Of course, as far as it is possible, it is in the Christian’s interests to stay away from or leave an environment hostile to his spiritual well-being. ‘Bad associations do spoil useful habits.’ Wisely God’s Word counsels: “Do not have companionship with anyone given to anger; and with a man having fits of rage you must not enter in, that you may not get familiar with his paths and certainly take a snare for your soul.”​—1 Cor. 15:33; Prov. 22:24, 25.

But a Christian may have to earn his living by working alongside such kinds of people. And nearly all Christian youths are thrown in close touch with bad associations in school. Then again, a Christian man or woman may have an unbelieving mate who is selfish if not also immoral. All such comprise the environment of Christians and are a real challenge.

How to Meet the Challenge

The Christian witnesses of Jehovah have demonstrated time and again that this challenge can be met. Very notable was their conduct in concentration camps in Nazi Germany, Russia and other lands. The conditions, the environment of these camps, were such as to degrade most of those incarcerated in them. But of Jehovah’s witnesses, Professor Ebenstein wrote, in The Nazi State, that “each member seems to be a fortress that can be destroyed but never taken.” They not only met the challenge of such an environment, being ‘like rocks in a sea of mud,’ as another author expressed it, but were even able to influence others to adopt a better, a Christian, way of life.
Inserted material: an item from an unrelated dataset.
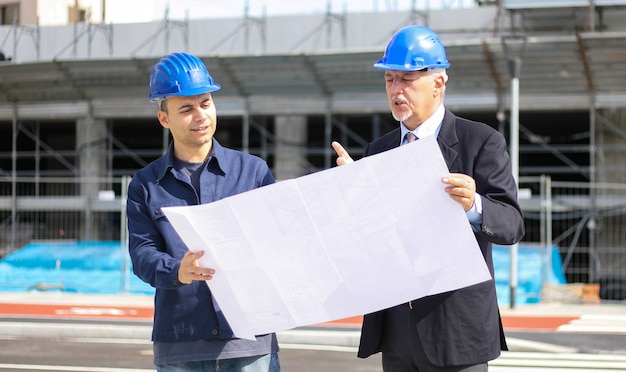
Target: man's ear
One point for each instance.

Although today there are comparatively few Christians in concentration camps, nearly all of them are living in a hostile environment that represents a challenge. A Christian may be discriminated against, taunted or ridiculed because of his race, nationality or religion. How shall he react? Withdraw into his shell, as it were, become bitter and resentful? Or give way to violent outbursts? That would not be meeting the challenge successfully but would represent defeat. To meet the challenge and come off victor he will have to imitate Jesus, of whom it was written: “When he was being reviled, he did not go reviling in return. When he was suffering, he did not go threatening, but kept on committing himself to the one who judges righteously.”​—1 Pet. 2:23.

Or a Christian’s environment may be extremely immoral. Those about him at his place of employment or at school may be using obscene speech, be telling filthy stories. How can he successfully meet this challenge? Certainly not by sharing in such talk, being amused by it, nor by giving it a curious ear. Again God’s Word gives good advice, saying: “Keep on making sure of what is acceptable to the Lord; and quit sharing with them in the unfruitful works that belong to the darkness, but, rather, even be reproving them.”​—Eph. 5:10, 11.

At times a Christian may find his fellow employees stealing goods from their employer or loafing on the job. To avoid accusations of being ‘overly righteous’ or ‘trying to show others up,’ may he join in with such practices? Not if he wants to be pleasing to God.

What will aid Christians in meeting such challenges? One thing is replacing the fear of men with trust in Jehovah. (Prov. 29:25) To have that trust a person must feed his mind by regularly studying God’s Word, and strengthen his heart by meditating on it, and keep associating with others who seek God’s guidance.